Russell, 30, who is aiming to become the first Dark Blue to feature in four successive Twickenham wins, is in his seventh - yup, one, two, three, four, five, six, seven - year at Oxford. 'It may sound like I've sort of gone into a coma, but it's not all that strange,' he says of his last four years doing a D.Phil. in social anthropology, the same subject that occupied the first three years of his Oxford studies.
It's social anthropology that brings us on to Faludi, whose theories on 'ornamental masculinity' are central to Russell's thesis. And just so you know what's going through the mind of this particular 6ft 4in, 18-stone lock when he isn't nestling his shoulders on the buttocks of his front-row colleagues, here, in his own words, is a brief explanation of 'om'.
'It refers to an increasingly commodified society, where you're no longer a person, you're essentially a consumer - and what you buy is what you are. It's essentially a way of looking at how certain objects are sold as what used to be adornments but are now the essence of masculinity, like masculine beauty products. The idea is that masculinity is a thing that's worn on the skin, whereas the supposition is that previously masculinity had been something that you are.'
And you thought the Varsity rugby players all read geography or land management.
Perhaps it was living in Vienna for five years that got Russell thinking - he had what he calls 'a fairly itinerant childhood' after his mother married a man in the foreign service - but it was at Duke University, North Carolina, that he learnt rugby union.
'I should emphasise that the rugby we played should be placed in quotation marks,' he says. 'We didn't really know what we were doing.

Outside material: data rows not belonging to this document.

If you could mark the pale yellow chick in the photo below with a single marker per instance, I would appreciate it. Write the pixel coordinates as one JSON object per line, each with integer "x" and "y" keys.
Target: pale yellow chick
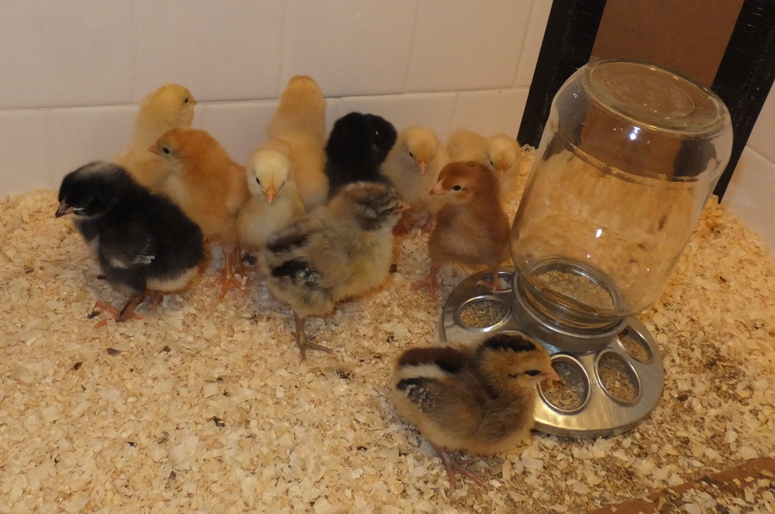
{"x": 169, "y": 106}
{"x": 300, "y": 123}
{"x": 209, "y": 187}
{"x": 504, "y": 155}
{"x": 274, "y": 202}
{"x": 413, "y": 166}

We used to say the Duke drinking team had a rugby problem.'
Steve Hill, the Oxford coach, confirms that Russell, wasn't the finished article when he arrived at Oxford. 'He was a guy who ran around a lot,' says Hill. He has now, though, adds the coach, developed into an outstanding player, a technically excellent scrummager and potent force in the loose.
'I absolutely adore the sport,' says Russell. 'I tried to retire last year but couldn't. The idea of having a life without rugby is pretty unappealing, frankly. I'm an only child who had a solitary childhood and I love the fact that rugby's probably the most team-orientated sport I can think of.' So will he spread the word of rugby union when he goes back to the United States? 'If I could borrow $150 million - make the cheque payable to Adam Russell - I'd go ahead and start a professional league there tomorrow.'
He plans to return home to Washington DC, where he hopes to follow his stepfather into the foreign service. Before that, though, there will be one final outpouring of his non-ornamental masculinity at Twickenham.